# ipod:achat appli et carte bleue? risques..?



## joeldu18cher (12 Août 2010)

je viens de recevoir mon ipod touch.. voulant voir les applis sur l'ap store,( et même pour charger des applis gratuites!)  je tombe sur mon compte de tunes avec demande de confirmation du code de sécurité qui est au dos de la carte ... 
>quel est le risque? 


( en fait, le safari:itunes de ipod ne montre pas de verrou, ni de https... comme quoi sur un ordi c'est plus clair ! et cela me gêne ... sachant qu'en plus, apple fait une mise à jour sécurité-même si c'est sur un autre type de document bien sûr...)


----------



## sanakro (12 Août 2010)

Salut, la mise en place de ce code à justement été faite par securisation des comptes iTunes.
Par contre, il me semble pas que ce code soit à rentrer sous safari, mais directement sur l'appli de l'AppStore...

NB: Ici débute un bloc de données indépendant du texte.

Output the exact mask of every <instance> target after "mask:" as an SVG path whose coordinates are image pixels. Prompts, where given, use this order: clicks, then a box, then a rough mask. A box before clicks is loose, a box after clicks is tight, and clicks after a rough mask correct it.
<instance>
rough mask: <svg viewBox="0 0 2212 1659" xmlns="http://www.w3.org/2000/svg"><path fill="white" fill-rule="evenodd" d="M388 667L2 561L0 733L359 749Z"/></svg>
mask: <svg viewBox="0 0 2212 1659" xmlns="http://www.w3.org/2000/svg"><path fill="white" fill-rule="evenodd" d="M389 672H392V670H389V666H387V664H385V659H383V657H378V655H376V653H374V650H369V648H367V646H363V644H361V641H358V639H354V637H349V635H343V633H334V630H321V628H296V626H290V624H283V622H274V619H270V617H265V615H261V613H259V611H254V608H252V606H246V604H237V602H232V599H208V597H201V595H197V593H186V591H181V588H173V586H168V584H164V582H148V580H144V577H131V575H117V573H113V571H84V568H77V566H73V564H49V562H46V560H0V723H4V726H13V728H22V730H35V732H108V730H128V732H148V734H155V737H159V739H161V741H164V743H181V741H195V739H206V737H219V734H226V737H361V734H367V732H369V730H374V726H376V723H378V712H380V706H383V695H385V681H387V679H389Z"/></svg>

Ensuite, au moment où tu saisis ce code, les informations de ta cartes ne sont pas diffusées, donc, inutilisables


----------



## arbaot (13 Août 2010)

tu peux déjà créer un compte iTunes App Store sans carte bancaire et avec lequel tu "acheteras" des appli gratuite


----------



## sanakro (13 Août 2010)

Et il y a aussi la solution de ne le créditer qu'avec des fit cards, ce qui a le mérite d'éviter de donner ses coordonnées bancaires, et également de limiter les risques en cas de fraude.


----------